Why Work-Based Learning?
Many learners crave relationships, real world experiences, and access to meaningful career paths beyond what’s available in their immediate community. Employers desire a diverse talent pipeline that is ready for the workforce. Our education system and our employers will only align when we change the architecture of K-16 schools to embrace work-based learning and make it easy for them to collaborate. Work-based learning activities that help learners make informed choices, plan their educational pathway and provide actionable steps to take in school or training settings are vital to learner achievement and ultimately a positive connection to the labor force.
Additionally, WBL provides a lever to advance equity and opportunity in the workplace in the face of educational systems that have disadvantaged those who are racially and ethnically diverse, differently abled, and low-income. In addition to the career exposure and skills gained via Work-Based Learning, these experiences also connect learners and professionals who might not have been connected otherwise.
Earn & Learn Approach
The Earn & Learn approach in supporting learners in career-related programs of study is the deliberate focus on the three facets of achievement needed for success in the labor force: the acquisition of academic, technical and core employability skills. Regardless of industry, employers consistently underscore that candidate must have experience and mastery in all three areas, with a growing priority on the development of employability skills. Alongside efforts to enhance the rigor and effectiveness of classroom instruction, the approach requires new ways to deliver authentic workplace experiences such as Career Days, Workplace Tours, Mock Interviews and Internships in partnership with employers.
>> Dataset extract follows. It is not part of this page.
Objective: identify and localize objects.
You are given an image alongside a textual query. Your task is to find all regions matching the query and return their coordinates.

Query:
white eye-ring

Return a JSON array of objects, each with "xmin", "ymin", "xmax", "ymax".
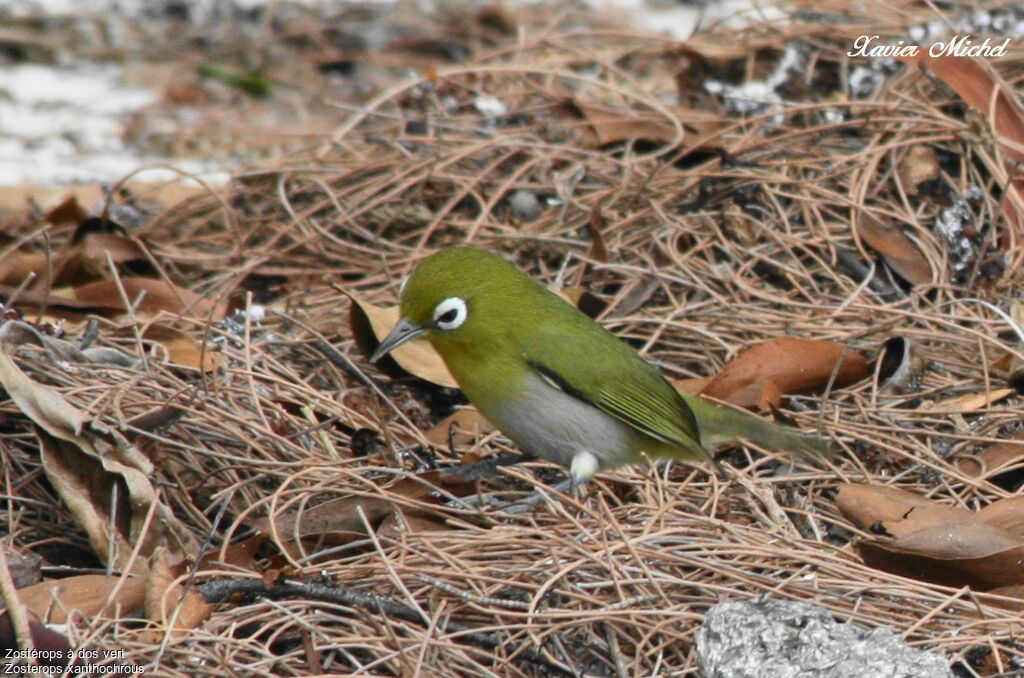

In some cases, these experiences can be delivered remotely or virtually with employer partners visiting remote classrooms or connecting with learners over online platforms.
Online Activity Options
Quality Work-Based Learning includes both remote and virtual options for most activities. Remote activities promote “live” learner contact with adult professionals and front-line workers via the use of technology. Virtual activities are generally simulations that provide learners with employer exposures through recordings, online research and related classroom activities.